Reflections on EXPLORATIONS #02 LAND-(WIRT)SCHAFTS
We shape our landscapes and our landscapes shape us
A muu-baa workshop held at Frötscherhof, Brixen/St. Andrä, Südtirol on Saturday, 17 November 2018.
This workshop was attended by 22 participants including farmers, representatives from the tourism industry, LAG advisors, architects, a food network entrepreneur, a baker and university researchers from the Faculty of Design & Art, unibz. The key aim of this six-hour workshop was to explore different perspectives, generate ideas and concepts for new projects, and map the key actors and stakeholders in South Tyrol that directly or indirectly influence landscape.
Report is here Reflections on EXPLORATIONS 02 Land(wirt)schaft AFL v1.0 280119.
The facilitator Professor Alastair Fuad-Luke, Faculty of Design & Art, unibz was assisted throughout the workshop by two translators Lena Voegele and Martina Dandolo, both from Merano, the former a current student and the latter an alumni student of the Masters in Eco-Social Design at unibz. Support was also provided by Erica Boito, a freelance researcher, and Elizabeth Rattalino, a researcher at the Faculty.
The event was hosted by Anna and Sep Jocher at Frötscherhof. Local food and drink was supplied by chef, Christiane Gruber.
Warm-up/speed dating. After a welcoming warm drink and cake, the participants wrote salient facts about themselves on a piece of cloth which they then wore in a style that they preferred as a sash, waistband and so on. The cloth texts facilitated conversations between the participants as they circulated to meet as many people as possible.
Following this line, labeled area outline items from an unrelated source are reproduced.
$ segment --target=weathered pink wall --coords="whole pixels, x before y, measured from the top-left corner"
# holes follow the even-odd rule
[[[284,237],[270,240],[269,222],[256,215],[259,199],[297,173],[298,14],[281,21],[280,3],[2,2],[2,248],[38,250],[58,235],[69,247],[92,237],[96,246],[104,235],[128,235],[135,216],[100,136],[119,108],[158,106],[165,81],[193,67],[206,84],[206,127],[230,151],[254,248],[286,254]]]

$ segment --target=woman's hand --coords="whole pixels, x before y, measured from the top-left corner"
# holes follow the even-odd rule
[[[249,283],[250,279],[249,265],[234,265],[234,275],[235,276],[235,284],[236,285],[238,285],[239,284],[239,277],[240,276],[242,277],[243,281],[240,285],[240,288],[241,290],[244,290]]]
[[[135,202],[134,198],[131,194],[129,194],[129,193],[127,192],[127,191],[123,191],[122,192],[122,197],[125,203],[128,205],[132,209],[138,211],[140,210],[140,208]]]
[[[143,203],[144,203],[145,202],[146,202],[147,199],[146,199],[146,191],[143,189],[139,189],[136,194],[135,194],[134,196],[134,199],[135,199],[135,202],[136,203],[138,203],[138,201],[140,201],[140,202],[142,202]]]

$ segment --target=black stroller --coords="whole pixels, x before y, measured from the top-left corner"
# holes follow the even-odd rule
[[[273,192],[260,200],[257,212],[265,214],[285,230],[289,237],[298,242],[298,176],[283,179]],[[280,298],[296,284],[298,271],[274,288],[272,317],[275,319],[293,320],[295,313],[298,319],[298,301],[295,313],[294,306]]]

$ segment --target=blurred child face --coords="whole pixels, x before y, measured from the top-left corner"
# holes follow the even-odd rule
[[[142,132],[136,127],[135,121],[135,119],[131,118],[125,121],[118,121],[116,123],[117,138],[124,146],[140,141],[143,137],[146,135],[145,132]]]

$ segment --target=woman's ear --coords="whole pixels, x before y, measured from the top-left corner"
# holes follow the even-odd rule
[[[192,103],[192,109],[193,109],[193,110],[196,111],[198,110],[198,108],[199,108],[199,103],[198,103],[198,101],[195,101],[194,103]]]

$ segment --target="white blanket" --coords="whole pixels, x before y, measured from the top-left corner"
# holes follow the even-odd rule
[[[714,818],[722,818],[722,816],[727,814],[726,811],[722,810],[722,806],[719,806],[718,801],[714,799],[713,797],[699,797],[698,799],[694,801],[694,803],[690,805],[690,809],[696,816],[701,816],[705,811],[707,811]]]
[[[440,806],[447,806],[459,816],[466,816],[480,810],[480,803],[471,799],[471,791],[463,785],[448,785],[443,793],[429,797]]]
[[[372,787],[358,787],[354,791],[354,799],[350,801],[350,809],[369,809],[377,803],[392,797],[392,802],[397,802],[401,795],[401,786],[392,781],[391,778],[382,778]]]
PART 1: Plural Perspectives
Five people presented their viewpoints about landscape, its resources and products, potential for experimentation, small-scale architectural works with and for farmers, and how art represents landscape past and present.
Alastair Fuad-Luke (AFL), Professor of Design Research, Faculty of Design & Art, unibz, Bozen-Bolzano
Introduced the start-up research project What Could A Farm Be?, funded internally by the Free University of Bozen-Bolzano, and the formation of the muu-baa – an agri-cultural network of explorations in October 2018. Several examples of the farm as a factory for non-food products using natural fibres were presented. Participants were reminded of the importance of scale and zooming in/out (using Charles and Ray Eames‘ inspirational video, The Power of Ten, 1972) using examples from the South Tyrolean landscape. We should not forget other living things that contribute at the scales of centimetres, millimetres and microns. A consequence of different activities at different scales is many “voices” for Landscape and a dynamic landscape formed by different “agents”.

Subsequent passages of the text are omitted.